Yes, everyone you talk to around the game — everyone — raves about this guy. The Royals organization, top to bottom, scouts to player development people to marketing folks, were flying high Friday. “Great hire!” one said. “I’m actually giddy,” said another. I can assure you that the hiring of Buddy Bell did not inspire anyone to say “giddy.”
Why do they love Hillman? Easy. They love his baseball intelligence; it’s apparent any time he talks about the game. They love his dedication to baseball. They love the way he relates to people of different backgrounds and brings players together.
Perhaps more than anything, they love his ability to adjust to any situation. Five years ago, he went to Japan, to a second-division organization — the Nippon Ham Fighters. Hillman did not know the language. He did not understand the culture. He was a certain kind of manager then; a big-inning, get-on-base, Moneyball kind of manager (the king of Moneyball himself, Billy Beane, has gushed over Hillman). Only that style didn’t work for him there. Japanese baseball is different. The team mostly lost for three seasons.
So what did Hillman do? He changed. He asked his players for input (they asked him to please make practices longer and harder; yeah, it’s different over there). He helped make the Fighters into an aggressive, attacking, bunting, scrapping team. And last year, the Fighters won the Japan Series. No team in the world, perhaps, played better fundamental baseball than Hillman’s Fighters.
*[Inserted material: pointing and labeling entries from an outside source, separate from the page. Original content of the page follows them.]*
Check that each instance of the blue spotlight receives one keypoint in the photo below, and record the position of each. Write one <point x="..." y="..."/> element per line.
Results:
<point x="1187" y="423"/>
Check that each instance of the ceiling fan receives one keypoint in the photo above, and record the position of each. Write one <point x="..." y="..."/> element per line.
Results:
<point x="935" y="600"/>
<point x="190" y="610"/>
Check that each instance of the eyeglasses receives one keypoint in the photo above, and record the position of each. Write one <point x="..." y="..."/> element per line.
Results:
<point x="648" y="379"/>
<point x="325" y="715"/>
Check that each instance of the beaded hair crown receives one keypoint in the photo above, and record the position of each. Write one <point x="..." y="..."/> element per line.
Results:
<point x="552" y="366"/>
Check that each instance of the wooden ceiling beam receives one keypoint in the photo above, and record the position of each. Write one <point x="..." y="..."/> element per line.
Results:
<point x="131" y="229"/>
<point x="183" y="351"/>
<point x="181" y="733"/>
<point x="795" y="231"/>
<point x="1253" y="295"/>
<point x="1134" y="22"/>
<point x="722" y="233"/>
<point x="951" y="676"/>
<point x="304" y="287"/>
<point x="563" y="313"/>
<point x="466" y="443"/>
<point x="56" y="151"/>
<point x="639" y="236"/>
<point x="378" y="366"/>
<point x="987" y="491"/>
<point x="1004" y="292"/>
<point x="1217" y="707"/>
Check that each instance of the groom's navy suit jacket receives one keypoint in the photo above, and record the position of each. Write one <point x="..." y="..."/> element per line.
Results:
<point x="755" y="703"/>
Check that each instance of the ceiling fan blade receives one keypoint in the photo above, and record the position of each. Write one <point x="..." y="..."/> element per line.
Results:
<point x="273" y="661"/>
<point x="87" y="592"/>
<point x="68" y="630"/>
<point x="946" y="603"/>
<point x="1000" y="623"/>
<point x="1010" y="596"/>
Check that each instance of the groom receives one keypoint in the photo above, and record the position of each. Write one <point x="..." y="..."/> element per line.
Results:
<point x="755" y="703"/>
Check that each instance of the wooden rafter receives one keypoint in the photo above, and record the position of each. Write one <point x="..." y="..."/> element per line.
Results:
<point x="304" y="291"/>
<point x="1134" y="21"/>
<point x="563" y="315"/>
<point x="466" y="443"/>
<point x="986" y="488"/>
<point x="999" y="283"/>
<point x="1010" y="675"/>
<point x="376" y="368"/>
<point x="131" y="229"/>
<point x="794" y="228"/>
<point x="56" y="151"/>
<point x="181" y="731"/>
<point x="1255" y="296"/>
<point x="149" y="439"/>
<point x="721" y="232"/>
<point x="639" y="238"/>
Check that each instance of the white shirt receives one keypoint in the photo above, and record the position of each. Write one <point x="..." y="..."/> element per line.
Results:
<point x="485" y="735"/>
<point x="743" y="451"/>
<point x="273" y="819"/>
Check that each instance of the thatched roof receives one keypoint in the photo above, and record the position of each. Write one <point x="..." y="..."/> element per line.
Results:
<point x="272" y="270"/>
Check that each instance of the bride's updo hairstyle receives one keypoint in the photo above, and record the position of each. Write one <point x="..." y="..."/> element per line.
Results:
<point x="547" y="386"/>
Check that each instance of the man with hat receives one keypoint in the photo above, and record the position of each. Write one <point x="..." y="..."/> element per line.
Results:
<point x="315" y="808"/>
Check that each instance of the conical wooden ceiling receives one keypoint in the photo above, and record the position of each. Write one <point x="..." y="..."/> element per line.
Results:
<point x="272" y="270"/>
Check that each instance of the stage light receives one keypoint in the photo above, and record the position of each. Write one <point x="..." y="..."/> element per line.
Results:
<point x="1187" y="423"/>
This year, the Fighters are in the Japan Series again, even though they are by most statistical accounts the country’s worst offensive team.
The Fighters had the best record in Japan (79-60-5, .568) despite scoring the fewest runs, 526. However, they also gave up the fewest runs, 489, although not the lowest team ERA. (Softbank had a team ERA of 3.18 and gave up 508 runs, Nippon Ham was at 3.22) The Fighters hit just 73 home runs.
By my calculations, the Fighters outperformed the expected wins by 2 wins, although that would assume the team had played no ties and finished 77-67. The Fighters were helped out by a great record in interleague play: 18-5-1.
Nevertheless, the Fighters will likely be heavy favorites in the Japan Series against either the Yomiuri Giants or Chunichi Dragons, two slugging teams.